Safusidenib Phase 2 Study in IDH1 Mutant Glioma

NCT ID: NCT05303519

Last Updated: 2025-11-10

Basic Information

• Recruitment Status: RECRUITING
• Clinical Phase: PHASE2
• Total Enrollment: 125 participants
• Study Classification: INTERVENTIONAL
• Study Start Date: 2023-06-05
• Study Completion Date: 2028-03-01

Brief Summary

This is a 2-part study. The purpose of Part 1 of the study is to evaluate the efficacy, safety, and pharmacokinetic (PK) characteristics of safusidenib in participants with recurrent/progressive IDH1-mutant World Health Organization (WHO) Grade 2 or Grade 3 glioma.

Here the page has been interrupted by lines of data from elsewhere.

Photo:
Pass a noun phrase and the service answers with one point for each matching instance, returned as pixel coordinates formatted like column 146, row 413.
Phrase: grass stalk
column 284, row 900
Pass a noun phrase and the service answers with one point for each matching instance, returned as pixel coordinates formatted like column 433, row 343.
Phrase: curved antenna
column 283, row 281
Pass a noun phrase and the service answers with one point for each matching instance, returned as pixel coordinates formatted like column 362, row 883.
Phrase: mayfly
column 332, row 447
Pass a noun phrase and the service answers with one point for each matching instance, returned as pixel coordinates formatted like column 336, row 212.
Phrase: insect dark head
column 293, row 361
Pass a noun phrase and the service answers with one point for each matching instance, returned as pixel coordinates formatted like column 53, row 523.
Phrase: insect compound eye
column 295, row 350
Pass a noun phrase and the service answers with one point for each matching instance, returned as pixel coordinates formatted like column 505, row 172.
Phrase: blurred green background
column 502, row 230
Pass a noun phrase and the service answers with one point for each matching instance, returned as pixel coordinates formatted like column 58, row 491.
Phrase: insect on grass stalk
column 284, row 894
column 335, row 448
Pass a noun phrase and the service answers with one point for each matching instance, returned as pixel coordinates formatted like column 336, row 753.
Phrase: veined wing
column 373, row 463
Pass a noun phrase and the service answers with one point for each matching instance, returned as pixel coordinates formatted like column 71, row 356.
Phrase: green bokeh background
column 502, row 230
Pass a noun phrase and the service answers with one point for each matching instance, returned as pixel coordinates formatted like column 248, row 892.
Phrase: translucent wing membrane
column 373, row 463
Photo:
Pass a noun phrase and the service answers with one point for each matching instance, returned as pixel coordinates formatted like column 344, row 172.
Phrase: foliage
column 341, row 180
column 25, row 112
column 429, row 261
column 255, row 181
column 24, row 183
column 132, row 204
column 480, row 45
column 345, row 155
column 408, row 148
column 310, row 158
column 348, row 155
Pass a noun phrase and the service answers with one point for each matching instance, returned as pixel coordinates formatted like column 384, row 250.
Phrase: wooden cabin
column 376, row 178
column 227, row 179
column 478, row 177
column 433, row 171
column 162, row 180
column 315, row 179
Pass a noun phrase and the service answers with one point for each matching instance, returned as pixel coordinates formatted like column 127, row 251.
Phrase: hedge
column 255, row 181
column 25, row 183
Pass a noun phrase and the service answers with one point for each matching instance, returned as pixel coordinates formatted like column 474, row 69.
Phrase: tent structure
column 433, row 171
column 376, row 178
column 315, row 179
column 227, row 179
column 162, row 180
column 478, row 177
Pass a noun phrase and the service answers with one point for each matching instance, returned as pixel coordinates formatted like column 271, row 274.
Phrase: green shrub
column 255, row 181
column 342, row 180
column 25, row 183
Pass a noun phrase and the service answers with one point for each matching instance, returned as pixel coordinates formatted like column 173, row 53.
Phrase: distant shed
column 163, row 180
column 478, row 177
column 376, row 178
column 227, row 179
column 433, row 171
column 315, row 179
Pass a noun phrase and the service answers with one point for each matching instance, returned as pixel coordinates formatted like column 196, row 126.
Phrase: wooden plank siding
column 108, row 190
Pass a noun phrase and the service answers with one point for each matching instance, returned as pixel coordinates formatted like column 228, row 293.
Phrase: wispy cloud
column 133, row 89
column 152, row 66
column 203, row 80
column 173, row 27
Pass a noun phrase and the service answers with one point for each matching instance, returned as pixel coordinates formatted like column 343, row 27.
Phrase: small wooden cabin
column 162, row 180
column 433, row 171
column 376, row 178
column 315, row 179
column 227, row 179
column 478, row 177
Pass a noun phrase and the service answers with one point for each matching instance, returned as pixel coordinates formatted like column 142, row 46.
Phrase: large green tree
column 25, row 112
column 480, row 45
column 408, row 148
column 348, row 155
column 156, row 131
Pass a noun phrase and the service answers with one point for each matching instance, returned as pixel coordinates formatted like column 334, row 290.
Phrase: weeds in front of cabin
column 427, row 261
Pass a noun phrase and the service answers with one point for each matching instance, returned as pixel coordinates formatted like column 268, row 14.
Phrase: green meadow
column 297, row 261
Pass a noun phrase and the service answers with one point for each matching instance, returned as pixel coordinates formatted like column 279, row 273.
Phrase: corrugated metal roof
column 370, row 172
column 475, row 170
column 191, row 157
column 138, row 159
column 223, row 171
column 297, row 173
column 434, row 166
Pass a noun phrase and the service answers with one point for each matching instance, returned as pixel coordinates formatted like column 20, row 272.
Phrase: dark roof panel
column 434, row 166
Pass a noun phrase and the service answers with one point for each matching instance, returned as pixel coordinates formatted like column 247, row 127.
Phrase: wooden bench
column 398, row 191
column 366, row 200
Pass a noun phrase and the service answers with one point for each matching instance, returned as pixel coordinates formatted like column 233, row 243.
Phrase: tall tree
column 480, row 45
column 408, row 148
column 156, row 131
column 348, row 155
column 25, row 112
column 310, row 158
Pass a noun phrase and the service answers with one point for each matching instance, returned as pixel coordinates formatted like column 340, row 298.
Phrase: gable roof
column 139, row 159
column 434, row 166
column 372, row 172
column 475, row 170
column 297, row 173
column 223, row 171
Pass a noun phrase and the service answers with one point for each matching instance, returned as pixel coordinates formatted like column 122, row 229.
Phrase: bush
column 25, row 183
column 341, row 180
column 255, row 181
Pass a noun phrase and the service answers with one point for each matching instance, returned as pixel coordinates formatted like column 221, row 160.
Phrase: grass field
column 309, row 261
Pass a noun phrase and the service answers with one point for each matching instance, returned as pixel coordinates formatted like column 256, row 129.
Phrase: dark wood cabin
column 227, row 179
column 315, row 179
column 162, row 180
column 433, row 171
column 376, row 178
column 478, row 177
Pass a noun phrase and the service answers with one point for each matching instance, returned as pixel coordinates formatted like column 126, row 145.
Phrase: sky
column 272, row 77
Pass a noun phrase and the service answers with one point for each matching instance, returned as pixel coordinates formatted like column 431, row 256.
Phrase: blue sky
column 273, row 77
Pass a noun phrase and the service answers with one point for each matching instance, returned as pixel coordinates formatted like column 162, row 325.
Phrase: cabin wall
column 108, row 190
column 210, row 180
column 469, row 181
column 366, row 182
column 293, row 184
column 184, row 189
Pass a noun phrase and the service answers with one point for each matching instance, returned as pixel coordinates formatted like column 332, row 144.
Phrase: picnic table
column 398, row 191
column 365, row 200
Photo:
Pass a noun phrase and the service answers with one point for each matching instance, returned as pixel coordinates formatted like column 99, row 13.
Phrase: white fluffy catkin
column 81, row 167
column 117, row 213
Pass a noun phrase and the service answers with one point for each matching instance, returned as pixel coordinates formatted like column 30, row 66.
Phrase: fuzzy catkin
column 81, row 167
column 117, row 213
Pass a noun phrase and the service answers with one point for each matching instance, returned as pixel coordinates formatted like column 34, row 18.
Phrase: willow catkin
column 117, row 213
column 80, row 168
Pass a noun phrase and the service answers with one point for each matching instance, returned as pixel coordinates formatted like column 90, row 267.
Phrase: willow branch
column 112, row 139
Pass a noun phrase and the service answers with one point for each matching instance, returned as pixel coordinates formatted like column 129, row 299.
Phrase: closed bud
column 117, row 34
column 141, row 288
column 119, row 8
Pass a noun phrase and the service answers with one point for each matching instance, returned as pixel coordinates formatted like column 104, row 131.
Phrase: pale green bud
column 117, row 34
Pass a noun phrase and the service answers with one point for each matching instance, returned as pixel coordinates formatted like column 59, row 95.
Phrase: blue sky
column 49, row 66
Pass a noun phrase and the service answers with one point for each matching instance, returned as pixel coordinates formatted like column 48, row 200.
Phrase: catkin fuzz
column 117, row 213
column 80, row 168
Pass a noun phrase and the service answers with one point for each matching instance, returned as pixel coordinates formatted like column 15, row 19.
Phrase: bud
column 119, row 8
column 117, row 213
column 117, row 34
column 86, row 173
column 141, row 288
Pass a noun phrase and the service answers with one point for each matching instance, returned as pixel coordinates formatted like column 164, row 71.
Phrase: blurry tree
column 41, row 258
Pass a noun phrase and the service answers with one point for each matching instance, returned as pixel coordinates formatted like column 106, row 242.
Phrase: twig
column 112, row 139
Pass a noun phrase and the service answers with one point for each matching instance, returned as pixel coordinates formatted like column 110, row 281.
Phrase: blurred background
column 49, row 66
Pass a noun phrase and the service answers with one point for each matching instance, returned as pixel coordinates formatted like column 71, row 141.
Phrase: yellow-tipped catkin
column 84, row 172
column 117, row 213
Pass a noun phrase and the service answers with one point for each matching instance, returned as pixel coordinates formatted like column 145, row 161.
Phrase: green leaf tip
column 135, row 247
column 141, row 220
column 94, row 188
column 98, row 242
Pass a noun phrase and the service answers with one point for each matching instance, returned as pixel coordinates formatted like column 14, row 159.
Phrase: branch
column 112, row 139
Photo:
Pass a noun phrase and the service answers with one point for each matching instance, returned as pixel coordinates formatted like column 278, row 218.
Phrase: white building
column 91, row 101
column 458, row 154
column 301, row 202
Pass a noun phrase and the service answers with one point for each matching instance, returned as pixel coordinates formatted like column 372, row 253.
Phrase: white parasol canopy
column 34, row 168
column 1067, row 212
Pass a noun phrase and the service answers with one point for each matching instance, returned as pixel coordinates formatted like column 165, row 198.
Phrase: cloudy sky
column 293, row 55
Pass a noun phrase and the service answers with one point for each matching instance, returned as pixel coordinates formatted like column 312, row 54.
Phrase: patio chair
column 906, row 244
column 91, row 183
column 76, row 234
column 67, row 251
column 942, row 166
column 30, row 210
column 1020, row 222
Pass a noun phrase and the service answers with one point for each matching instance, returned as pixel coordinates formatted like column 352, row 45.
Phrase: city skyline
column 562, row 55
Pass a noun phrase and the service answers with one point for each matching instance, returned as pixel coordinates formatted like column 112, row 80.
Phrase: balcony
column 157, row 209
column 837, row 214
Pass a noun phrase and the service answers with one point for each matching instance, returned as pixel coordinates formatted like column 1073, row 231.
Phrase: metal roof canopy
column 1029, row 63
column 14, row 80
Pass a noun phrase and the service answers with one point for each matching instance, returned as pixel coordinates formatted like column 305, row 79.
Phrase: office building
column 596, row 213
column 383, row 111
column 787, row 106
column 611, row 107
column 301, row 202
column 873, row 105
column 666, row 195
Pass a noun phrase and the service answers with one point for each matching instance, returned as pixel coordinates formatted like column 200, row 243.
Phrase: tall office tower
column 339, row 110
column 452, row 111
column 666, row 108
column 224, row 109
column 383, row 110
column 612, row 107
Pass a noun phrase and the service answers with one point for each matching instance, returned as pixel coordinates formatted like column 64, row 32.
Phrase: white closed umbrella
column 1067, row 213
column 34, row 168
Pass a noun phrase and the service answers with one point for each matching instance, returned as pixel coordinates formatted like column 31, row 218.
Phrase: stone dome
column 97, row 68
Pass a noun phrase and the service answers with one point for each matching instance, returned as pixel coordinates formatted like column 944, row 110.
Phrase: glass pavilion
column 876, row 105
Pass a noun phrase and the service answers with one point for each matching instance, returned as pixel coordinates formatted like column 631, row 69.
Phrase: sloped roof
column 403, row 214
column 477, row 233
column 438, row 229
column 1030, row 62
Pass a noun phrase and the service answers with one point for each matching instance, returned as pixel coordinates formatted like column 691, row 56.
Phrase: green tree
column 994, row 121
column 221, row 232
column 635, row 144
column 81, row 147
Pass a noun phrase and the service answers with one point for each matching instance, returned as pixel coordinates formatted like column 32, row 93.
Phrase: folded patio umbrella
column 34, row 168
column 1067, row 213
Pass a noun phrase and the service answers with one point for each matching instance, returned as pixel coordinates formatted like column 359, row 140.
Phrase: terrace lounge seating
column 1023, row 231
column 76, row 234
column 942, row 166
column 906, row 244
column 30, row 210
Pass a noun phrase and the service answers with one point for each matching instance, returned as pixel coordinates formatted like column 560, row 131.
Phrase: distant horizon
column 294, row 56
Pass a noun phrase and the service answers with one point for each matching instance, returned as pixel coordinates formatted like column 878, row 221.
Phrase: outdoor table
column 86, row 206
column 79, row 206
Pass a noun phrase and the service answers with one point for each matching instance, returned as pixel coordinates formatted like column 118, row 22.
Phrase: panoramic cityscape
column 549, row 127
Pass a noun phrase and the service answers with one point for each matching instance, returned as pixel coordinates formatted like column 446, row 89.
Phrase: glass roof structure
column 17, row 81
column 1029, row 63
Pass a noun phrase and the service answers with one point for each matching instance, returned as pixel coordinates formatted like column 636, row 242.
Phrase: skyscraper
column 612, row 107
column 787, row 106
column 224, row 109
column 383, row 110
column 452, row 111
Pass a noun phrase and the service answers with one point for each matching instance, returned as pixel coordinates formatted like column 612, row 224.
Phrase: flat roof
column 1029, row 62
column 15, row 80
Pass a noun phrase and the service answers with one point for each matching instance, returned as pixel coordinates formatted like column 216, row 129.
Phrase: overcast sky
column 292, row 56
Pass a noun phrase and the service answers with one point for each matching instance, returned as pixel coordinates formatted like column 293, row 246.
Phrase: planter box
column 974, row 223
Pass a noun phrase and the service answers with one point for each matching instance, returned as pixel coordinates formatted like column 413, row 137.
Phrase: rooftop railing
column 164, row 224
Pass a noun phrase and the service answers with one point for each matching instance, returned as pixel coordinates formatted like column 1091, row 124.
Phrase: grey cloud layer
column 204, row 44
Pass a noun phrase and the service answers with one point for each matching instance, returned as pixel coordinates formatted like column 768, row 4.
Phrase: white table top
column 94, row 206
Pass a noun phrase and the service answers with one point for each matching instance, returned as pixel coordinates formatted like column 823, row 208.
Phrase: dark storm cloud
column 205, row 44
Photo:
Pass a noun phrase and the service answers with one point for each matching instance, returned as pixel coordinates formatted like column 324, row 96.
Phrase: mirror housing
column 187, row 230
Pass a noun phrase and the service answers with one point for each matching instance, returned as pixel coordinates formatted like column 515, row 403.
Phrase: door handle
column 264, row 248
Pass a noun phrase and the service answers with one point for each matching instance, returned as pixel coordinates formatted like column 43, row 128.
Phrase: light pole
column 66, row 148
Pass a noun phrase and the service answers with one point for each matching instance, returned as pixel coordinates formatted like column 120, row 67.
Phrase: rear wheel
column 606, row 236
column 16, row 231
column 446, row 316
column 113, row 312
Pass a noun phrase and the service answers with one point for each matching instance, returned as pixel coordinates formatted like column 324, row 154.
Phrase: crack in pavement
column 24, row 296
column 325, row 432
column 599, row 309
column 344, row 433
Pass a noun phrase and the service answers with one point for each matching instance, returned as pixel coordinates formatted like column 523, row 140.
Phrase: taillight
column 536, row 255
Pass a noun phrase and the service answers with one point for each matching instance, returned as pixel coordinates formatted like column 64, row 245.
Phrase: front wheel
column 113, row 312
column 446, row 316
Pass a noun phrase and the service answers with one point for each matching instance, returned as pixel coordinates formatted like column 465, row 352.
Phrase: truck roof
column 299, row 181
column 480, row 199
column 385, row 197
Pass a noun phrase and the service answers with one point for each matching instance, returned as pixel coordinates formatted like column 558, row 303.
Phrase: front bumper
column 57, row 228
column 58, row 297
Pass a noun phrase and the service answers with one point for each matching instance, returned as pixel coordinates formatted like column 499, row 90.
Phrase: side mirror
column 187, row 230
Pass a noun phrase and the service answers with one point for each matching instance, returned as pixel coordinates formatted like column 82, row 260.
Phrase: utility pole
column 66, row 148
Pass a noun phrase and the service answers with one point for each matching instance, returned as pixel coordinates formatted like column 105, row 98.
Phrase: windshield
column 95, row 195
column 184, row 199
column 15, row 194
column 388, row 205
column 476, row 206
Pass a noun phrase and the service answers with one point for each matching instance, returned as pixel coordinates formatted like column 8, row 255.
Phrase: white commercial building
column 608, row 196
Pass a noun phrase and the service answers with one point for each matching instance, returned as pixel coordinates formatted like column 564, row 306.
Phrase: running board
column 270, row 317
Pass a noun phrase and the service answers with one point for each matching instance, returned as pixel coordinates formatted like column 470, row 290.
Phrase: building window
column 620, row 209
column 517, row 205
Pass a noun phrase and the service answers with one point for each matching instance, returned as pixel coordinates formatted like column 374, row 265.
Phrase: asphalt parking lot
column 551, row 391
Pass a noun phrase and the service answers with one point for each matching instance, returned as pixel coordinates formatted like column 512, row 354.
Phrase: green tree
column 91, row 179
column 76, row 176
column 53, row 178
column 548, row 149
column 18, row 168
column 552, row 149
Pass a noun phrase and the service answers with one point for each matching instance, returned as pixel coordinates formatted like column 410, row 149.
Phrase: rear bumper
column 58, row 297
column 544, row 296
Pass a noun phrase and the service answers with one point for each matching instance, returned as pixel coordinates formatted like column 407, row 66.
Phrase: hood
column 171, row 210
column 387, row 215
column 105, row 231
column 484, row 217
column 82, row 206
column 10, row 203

The purpose of Part 2 will be to evaluate the efficacy of maintenance safusidenib treatment versus placebo in IDH1-mutant Grade 3 astrocytoma with high-risk features or Grade 4 IDH1-mutant astrocytoma, following standard-of-care radiation or chemoradiation and adjuvant temozolomide. Part 2 will be randomized, double blind, and placebo controlled.

Detailed Description

Part 1 of this study will enroll up to 25 patients that will be randomized 1:1:1:1:1 (5 patients per group) to receive one of the daily oral doses of safusidenib at 125 mg twice a day (BID), 250 mg BID, 500 mg once daily (QD), 375 mg BID, or 500 mg BID. The PK characteristics and safety and initial efficacy data will be assessed in Part 1.was fully enrolled as of 19 Dec 2023 and participants are currently ongoing.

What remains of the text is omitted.